Of particular concern, Herwig says, was the name of Hans-Dietrich Genscher. "[He was] the leader of the same ministry that was responsible for negotiating the return of that list," Herwig said.

Genscher was Germany's Foreign Minister between 1974 and 1992 and denied DW's request for an interview - due to time constraints, he said.

The historian Mommsen, however, views Herwig's discoveries as a "tempest in a teapot."´"The people who were responsible for these materials, and whom I still know personally, were surely not the kind of people who would've tried to hide their office from the blemish of National Socialism," Mommsen said.

Wearing a brown blazer, white shirt and a tie, Hans Mommsen looks at the camera while standing in front of a bookshelf. (Photo: Frank Mächler dpa/lby)
Mommsen sees bureaucracy - and not deceit - as the primary culprit in negotiations for the filesImage: picture-alliance/dpa

That assessment isn't shared by Herwig, who prefers to ask a different question entirely: Why have so many people - among them, prominent politicians - kept their lips sealed about their former party membership? It would've been easy, Herwig believes, to have simply said, "I was young and made a mistake, but recognized that mistake later." At the end of the Second World War, Hans-Dietrich Genscher was 18 years old.
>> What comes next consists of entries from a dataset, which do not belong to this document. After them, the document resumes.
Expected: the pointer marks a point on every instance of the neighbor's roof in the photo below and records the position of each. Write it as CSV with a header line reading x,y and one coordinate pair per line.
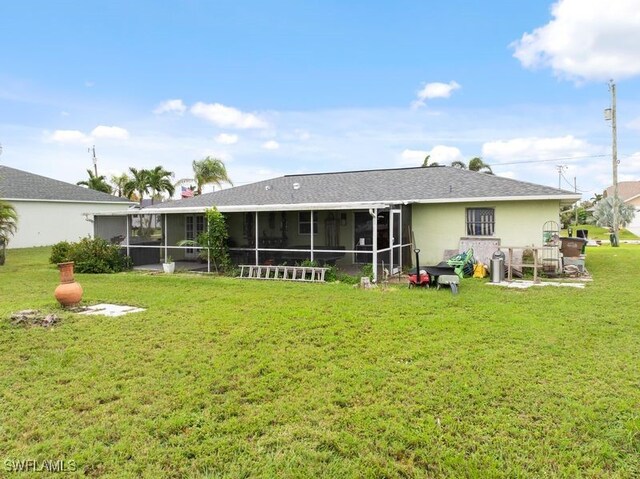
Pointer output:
x,y
347,189
626,190
22,185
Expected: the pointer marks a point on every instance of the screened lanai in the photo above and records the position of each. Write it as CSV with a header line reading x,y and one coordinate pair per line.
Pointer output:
x,y
347,238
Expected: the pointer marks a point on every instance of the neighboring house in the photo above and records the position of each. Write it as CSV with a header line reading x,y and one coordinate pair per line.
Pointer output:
x,y
49,210
629,192
356,217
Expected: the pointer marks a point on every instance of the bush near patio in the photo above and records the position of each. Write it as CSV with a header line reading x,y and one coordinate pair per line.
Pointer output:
x,y
91,255
223,377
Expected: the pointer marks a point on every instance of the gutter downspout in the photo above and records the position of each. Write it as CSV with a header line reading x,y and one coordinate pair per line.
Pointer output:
x,y
257,236
311,236
166,251
374,214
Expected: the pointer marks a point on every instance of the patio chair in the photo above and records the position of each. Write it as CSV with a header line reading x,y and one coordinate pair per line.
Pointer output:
x,y
461,261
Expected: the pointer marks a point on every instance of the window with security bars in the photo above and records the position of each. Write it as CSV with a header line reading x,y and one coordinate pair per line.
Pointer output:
x,y
480,221
304,223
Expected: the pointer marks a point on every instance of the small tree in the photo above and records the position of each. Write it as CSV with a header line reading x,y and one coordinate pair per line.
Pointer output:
x,y
603,212
213,241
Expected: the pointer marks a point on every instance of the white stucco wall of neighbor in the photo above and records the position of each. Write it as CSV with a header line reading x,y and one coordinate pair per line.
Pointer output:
x,y
43,223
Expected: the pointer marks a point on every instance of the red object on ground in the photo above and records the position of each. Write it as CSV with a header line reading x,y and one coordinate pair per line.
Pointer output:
x,y
423,281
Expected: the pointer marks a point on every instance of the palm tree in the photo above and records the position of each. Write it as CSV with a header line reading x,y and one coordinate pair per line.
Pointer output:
x,y
475,164
8,226
426,164
159,182
119,182
207,171
138,183
95,182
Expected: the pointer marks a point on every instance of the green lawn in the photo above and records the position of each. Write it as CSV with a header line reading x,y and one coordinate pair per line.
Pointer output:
x,y
596,232
232,378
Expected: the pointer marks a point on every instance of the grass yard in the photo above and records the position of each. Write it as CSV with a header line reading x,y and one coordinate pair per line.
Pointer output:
x,y
599,233
233,378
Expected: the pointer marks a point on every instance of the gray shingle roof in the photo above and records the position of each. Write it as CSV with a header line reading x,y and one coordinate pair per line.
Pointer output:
x,y
394,185
18,184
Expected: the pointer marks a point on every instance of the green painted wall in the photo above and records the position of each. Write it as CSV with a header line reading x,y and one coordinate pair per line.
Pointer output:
x,y
438,227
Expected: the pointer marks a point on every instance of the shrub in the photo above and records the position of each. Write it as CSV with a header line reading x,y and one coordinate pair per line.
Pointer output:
x,y
331,274
367,270
91,256
60,252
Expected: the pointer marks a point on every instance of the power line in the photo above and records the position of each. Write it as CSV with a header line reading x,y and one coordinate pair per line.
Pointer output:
x,y
566,158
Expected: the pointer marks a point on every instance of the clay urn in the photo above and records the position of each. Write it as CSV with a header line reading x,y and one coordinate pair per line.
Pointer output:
x,y
69,292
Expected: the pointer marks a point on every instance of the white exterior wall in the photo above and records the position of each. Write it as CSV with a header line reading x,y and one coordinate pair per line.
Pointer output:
x,y
43,223
439,227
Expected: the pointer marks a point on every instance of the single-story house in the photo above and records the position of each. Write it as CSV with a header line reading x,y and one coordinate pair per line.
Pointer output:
x,y
629,192
352,218
49,210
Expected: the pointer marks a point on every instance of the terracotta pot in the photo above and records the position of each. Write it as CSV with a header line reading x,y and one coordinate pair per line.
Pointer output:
x,y
68,292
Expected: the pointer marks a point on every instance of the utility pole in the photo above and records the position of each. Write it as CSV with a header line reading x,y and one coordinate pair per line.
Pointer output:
x,y
95,159
611,115
575,188
560,169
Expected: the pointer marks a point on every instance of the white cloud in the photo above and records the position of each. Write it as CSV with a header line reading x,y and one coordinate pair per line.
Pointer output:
x,y
110,133
634,124
226,139
226,116
586,40
302,134
534,148
440,154
434,90
413,157
171,106
69,136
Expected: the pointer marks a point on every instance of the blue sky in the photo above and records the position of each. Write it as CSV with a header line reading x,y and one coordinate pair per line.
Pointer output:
x,y
289,86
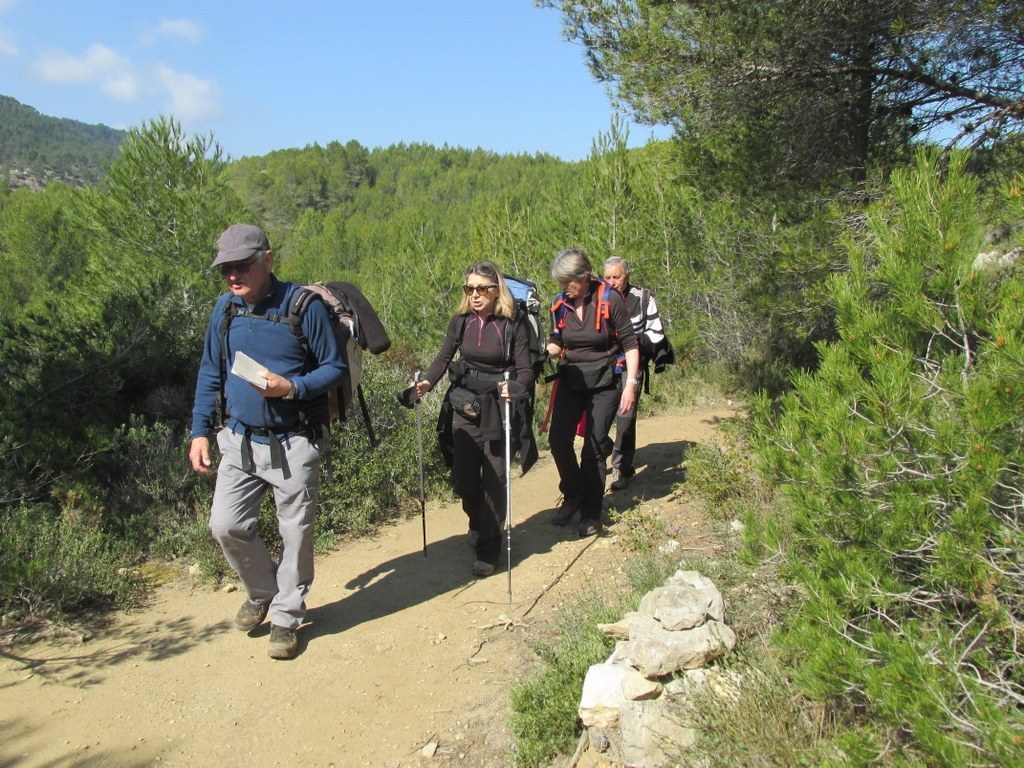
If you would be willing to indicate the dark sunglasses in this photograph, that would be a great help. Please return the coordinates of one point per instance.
(240, 267)
(470, 290)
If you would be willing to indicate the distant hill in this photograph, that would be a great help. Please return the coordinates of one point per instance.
(36, 150)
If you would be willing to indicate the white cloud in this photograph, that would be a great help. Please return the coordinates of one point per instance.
(115, 75)
(7, 45)
(190, 97)
(180, 28)
(175, 29)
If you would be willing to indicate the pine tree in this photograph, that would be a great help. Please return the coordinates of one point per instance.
(901, 459)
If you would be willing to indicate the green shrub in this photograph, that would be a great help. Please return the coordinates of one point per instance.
(61, 564)
(900, 464)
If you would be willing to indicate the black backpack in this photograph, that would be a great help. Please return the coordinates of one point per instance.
(356, 327)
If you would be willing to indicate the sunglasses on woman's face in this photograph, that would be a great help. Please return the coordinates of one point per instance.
(481, 290)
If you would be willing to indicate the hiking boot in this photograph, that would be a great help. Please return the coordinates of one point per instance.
(564, 514)
(482, 568)
(619, 480)
(284, 642)
(250, 615)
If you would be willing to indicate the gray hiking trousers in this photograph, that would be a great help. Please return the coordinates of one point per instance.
(283, 584)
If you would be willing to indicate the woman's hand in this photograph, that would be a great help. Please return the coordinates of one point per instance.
(510, 389)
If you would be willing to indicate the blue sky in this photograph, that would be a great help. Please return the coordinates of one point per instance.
(261, 76)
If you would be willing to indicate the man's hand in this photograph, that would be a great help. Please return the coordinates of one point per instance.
(199, 455)
(276, 386)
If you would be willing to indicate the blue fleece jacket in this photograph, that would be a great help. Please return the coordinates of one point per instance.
(276, 348)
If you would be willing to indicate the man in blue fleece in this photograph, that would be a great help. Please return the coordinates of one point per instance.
(274, 434)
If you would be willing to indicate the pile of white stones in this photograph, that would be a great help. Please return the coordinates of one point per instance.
(631, 702)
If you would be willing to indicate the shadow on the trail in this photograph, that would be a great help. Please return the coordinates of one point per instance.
(659, 469)
(412, 579)
(81, 666)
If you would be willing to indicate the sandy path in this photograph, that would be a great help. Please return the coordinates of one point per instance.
(400, 650)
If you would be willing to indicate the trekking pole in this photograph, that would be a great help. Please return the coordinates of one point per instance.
(508, 480)
(419, 440)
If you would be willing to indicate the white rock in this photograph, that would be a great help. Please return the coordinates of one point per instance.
(653, 734)
(602, 694)
(657, 652)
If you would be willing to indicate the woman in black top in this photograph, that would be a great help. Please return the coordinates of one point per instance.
(488, 342)
(599, 363)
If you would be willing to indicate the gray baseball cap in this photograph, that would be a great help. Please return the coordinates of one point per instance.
(239, 242)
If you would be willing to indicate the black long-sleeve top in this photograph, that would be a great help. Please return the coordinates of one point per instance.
(582, 341)
(482, 347)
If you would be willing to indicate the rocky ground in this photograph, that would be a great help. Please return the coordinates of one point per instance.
(406, 659)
As part of his research, Malte Herwig interviewed former German Chancellor Helmut Schmidt, in whose cabinet sat many former members of the Nazi party and who himself fought as a soldier in the Second World War.

"I asked Mr. Schmidt, 'Why, today, can these people still not say that, when they were 17 years old, they joined the Nazi party?' "And Schmidt said [in English], 'Tell a lie and stick to it.'"

Not 'meaningful'

Another reason the back-and-forth negotiations at the US-run Berlin Document Center still manage to shock today is that Germany's Foreign Ministry allowed its own past to be researched by independent investigators eight years ago. The general impression then was that the office had been forthcoming with regard to its own history.

In 2005, then-German Foreign Minister Joschka Fischer established an independent commission of historians to clear up the history of the foreign ministry. In 2010, the commission delivered the results to Fischer's successor, Guido Westerwelle, under the title "The Office and the History."

Both historian Hans Mommsen and journalist Malte Herwig were critical of those results. For Mommsen, they just weren't meaningful. "In some sense it was arbitrary, since they really only studied certain aspects," Mommsen said.

For Herwig, the appointment of the committee was itself a dubious act. "The foreign ministry was being hunted," Herwig said. "The historical commission's study took place due to outside pressure only."

Opening up

As for Herwig's own work, it hasn't been "thwarted." Quite the opposite: "I was supported throughout my research in the archives. All their documents were laid open to me, including classified files." Previously, those documents had been kept secret.

Although the German and American archives turned up nothing flattering about the foreign ministry, Herwig is convinced as to the current sincerity of the ministry. "I believe the foreign ministry is ready to clear things up."

From the files themselves, but also from the reluctance of multiple German governments until as late as 1994, much remains to be learned.